The International Monetary Fund has cut its growth outlook for Canada for this year and it says the global economy is "in a dangerous place."

The International Monetary Fund has cut its growth outlook for Canada for this year and says the global economy is "in a dangerous place."

"Global activity has weakened and become more uneven, confidence has fallen sharply recently, and downside risks are growing," the IMF said in the September edition of its world outlook.

The IMF reduced its 2011 growth forecast for Canada to 2.1 per cent, down by 0.8 of a percentage point from its June 2011 outlook. For 2012, growth in Canada expected to slow to 1.9 per cent, down by 0.7 of a percentage point from the IMF's summer outlook.

The cut to the Canadian outlook came as the IMF chopped its growth forecast for the world's advanced economies — which include the United States, the eurozone area and Japan — to an "anemic" 1.6 per cent this year from an earlier prediction of 2.2 per cent.

The IMF said strong and co-ordinated action is needed to avert "a decade of lost growth in the advanced economies."

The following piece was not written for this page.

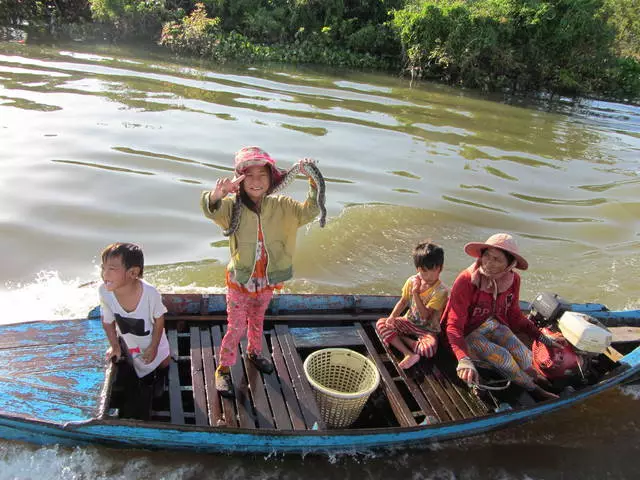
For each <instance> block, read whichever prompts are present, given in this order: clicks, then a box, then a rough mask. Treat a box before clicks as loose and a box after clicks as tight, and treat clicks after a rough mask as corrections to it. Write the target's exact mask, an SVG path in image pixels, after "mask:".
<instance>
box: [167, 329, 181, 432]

"Strong policies are urgently needed to improve the outlook and to reduce the risks," said IMF chief economist Olivier Blanchard. "Only if governments move decisively on fiscal policy, financial repairs, and external rebalancing, can we hope for stronger and more robust recovery."

Growth in emerging and developing economies is expected to remain strong, though weaker than forecast earlier.

The Chinese economy is expected to grow by 9.5 per cent this year and by 9.0 per cent in 2012, while the Indian economy is seen growing by 7.8 per cent for 2011 and 7.5 per cent the following year.